The performed MaxOcc/MaxOR analysis, as it appears from Table 4 as a whole, confirms the conclusion from the SES results that paramagnetic and diamagnetic restraints are equally useful for the recovery of conformational ensembles.

Conclusions

In many experimental studies RDCs have been shown to be precious restraints for analyzing molecular conformational freedom (Montalvao et al. 2014; Ravera et al. 2014; Camilloni and Vendruscolo 2015; Torchia 2015). Here we compared paramagnetic and diamagnetic RDCs and found substantial differences in their information content in the case of multidomain proteins. We found that the information content of dRDC is larger than that of pRDC in terms of number of singular values, and this reflects the shape dependence of dRDC. However, since the internal alignment due to paramagnetism also gives rise to PCSs, the total informational content recovered in a paramagnetic experiment is at least on par with dRDCs.

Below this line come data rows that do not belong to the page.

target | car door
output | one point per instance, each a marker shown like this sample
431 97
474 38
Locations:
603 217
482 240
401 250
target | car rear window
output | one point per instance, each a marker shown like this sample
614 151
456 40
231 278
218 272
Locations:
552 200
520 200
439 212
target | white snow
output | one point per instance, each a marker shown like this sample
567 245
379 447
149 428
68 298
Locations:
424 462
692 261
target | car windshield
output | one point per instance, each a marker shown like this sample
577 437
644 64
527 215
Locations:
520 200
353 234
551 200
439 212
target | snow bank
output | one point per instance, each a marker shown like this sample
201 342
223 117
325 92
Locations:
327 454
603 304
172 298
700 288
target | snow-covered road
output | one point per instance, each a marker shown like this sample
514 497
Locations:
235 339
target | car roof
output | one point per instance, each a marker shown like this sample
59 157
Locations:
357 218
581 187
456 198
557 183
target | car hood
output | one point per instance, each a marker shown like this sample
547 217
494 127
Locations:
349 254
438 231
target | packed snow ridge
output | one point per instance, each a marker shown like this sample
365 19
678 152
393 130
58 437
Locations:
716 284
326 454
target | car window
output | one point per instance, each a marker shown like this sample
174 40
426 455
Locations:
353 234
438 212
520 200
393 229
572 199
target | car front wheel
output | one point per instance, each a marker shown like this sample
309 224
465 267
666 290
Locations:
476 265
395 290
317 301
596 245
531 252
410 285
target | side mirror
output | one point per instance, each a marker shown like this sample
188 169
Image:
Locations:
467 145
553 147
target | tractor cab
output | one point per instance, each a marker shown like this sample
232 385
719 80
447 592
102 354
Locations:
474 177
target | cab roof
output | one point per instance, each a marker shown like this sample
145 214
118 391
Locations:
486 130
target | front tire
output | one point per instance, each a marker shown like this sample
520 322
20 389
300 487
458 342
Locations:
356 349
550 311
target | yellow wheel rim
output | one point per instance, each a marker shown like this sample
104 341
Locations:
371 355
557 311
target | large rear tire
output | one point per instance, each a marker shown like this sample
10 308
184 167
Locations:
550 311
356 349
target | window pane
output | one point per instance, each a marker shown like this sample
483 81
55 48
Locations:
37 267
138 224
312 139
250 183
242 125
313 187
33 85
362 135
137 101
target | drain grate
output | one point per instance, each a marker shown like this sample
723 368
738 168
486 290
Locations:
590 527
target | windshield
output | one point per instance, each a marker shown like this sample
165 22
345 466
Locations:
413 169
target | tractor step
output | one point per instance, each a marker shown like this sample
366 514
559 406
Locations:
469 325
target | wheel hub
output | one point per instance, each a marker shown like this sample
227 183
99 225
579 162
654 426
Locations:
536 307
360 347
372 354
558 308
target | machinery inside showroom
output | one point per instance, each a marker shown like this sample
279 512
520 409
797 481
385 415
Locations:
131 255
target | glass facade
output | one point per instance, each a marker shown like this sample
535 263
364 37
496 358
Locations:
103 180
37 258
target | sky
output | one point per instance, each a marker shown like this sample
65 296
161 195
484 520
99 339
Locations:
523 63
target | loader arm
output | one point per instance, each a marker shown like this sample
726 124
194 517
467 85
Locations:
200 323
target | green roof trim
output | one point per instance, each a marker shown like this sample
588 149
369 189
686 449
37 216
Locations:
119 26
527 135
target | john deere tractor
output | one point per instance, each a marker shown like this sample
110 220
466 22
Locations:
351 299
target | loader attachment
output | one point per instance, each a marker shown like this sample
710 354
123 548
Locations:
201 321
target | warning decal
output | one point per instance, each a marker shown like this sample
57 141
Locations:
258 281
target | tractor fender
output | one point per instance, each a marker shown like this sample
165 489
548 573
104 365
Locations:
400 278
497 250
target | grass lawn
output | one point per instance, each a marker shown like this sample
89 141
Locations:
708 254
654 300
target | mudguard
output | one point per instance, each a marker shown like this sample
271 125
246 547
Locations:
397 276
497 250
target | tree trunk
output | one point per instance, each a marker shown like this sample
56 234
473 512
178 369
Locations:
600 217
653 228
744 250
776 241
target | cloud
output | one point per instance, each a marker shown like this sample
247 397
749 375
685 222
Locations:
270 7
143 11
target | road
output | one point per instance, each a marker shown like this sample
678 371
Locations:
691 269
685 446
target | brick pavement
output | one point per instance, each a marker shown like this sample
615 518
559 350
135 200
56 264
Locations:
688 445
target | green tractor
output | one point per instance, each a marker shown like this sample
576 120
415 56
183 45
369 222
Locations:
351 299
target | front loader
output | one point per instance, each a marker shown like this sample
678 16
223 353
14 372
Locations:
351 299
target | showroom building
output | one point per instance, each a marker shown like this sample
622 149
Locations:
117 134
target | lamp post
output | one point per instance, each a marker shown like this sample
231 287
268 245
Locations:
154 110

We have performed several simulations to evaluate the capability of recovering the conformational variability of two-domain proteins by the use of two different approaches, SES and MaxOcc/MaxOR. The main states of the protein were recovered reasonably well for both paramagnetic and diamagnetic datasets, with both approaches (see Tables 1, 2, 3, 4 and also Table S4). Even for rather large experimental errors, we have found that both datasets still retain the ability of recovering the main conformational states, thus resulting appealing for the analysis of averaged experimental data possibly also in the case of large systems, where RDCs are affected by large errors. Of course, since the problem is underdetermined, a correct reconstruction of the main states may be unsuccessful for different rather unpredictable conformational distributions.

Such analysis suggests that pRDC + PCS provide a very promising alternative to dRDC data. It is important to note that this analysis does not include modeling error, which is harder to quantify. Therefore, our analysis does not capture the principal advantages of pRDC + PCS over dRDC, in that it does not require assumption of a barrier model in order to predict the alignment. In addition, one has to consider that the interactions of the protein with the alignment medium might actually perturb the system, and that these interactions can occur on a timescale that is slower than the conformational averaging itself, so that the assumption that the measured dRDCs can be represented as a population-weighted average of the RDCs for the individual (rigid) conformers may fall short in representing the real physical picture.

Finally, the availability of a number of rigid lanthanide-binding tags nowadays may make the acquisition of three independent metal ion datasets more practical and safer than the acquisition and prediction of three independent alignment media. One current limitation of using metal ions is the low signal-to-noise ratio in pRDC and PCS data, which could potentially be improved with better technology and methodology.